Wednesday, December 23, 2009

Entity metadata: Java vs XML

The architecture of the last multi-tier project I worked for included a bunch of C# frontends connecting to a few Java services. There were a number of business domain entities. The state of almost every entity was continuously mutated. Those mutations were mainly reactions on different external events and constituted the major part of the business logic hosted within the server-side processes. A frontend would subscribe to state changes for every entity it was interested in and that would cause a stream of state change notifications sent to the client maintaining its local cache in sync. Additionally there were a number of operations exposed to client so that it could initiate some business logic flows at the user's discretion. To keep client-side aware of the entity structure and operations available at the server-side an interoperability layer was embedded at the both sides. In that case the layer had to be able to 1) marshall/unmarshall both entity state and commands, 2) know how to map entities into database, and 3) define human-readable tags for certain properties. These things can typically be organized in a very uniform way so most of the layer was generated as a part of the build process. The overall model was described by a single XML file where entities and the related operations were declared according to a well-defined schema. A task in the build process read the model and transformed it into a set of Java classes at the server-side. Similar activity occurred during a client-side build.

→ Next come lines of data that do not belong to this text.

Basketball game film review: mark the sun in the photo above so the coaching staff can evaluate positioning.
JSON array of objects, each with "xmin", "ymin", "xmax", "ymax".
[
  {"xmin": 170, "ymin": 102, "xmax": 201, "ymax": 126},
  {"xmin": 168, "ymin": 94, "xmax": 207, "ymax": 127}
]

After a couple of years with that project I became certain I would never vote for such approach in future. The reason was simple - it did not pay back very well (unless the goal is to entertain the team with a technology zoo). Imagine what you would typically do once the model had evolved. First, you modified the XML. Secondly, you needed to generate interop layer out of it. And only then you would be able to use the new model in your application with a high potential for some naming conflicts to occur. The latter problem was always a curse since most of the time XML and the generated code were disconnected from each other. Additionally to that, the project was split into modules in a very odd way - XML and generated classes resided in different modules with separate versioning schemes so you would need to commit twice, publish twice to the repository, and upgrade two dependencies rather than one in any other project using the model. This seriously slowed down the whole thing even in case of a small change.

The whole experience brought me to a strong belief in that the overhead can be reduced significantly if an alternative to externalizing model as XML would be employed. The solution is simple as usual - use Java itself, don't mess with XML at all. Define entites as Java-bean interfaces. Annotate the properties to provide marshalling tags, database mapping hints, and whatever else you might need in your application. Start working on the business logic immediately as interfaces become available after an upgrade of a single dependency. An extra bonus you get - no name inconsistency any more as now compiler and other tools ensure there is no mismatch. Every smart IDE will be able to perform consistent project-wide refactoring when you need to rename a property, for example.

The only major piece of work to be done is to generate proper serialization/deserialization logic as well as database mappings. Java-class introspection can perfectly help with this task and the logic would hardly be more sophisticated than producing the same result by parsing and processing XML. Generating the C# part also remains relatively simple since, since as the metadata source, there is no big difference between XML and Java reflection.

I believe this approach can help keeping any project agile and maintainable for quite a long term. And the major point is - do not overuse XML. In most cases it sucks.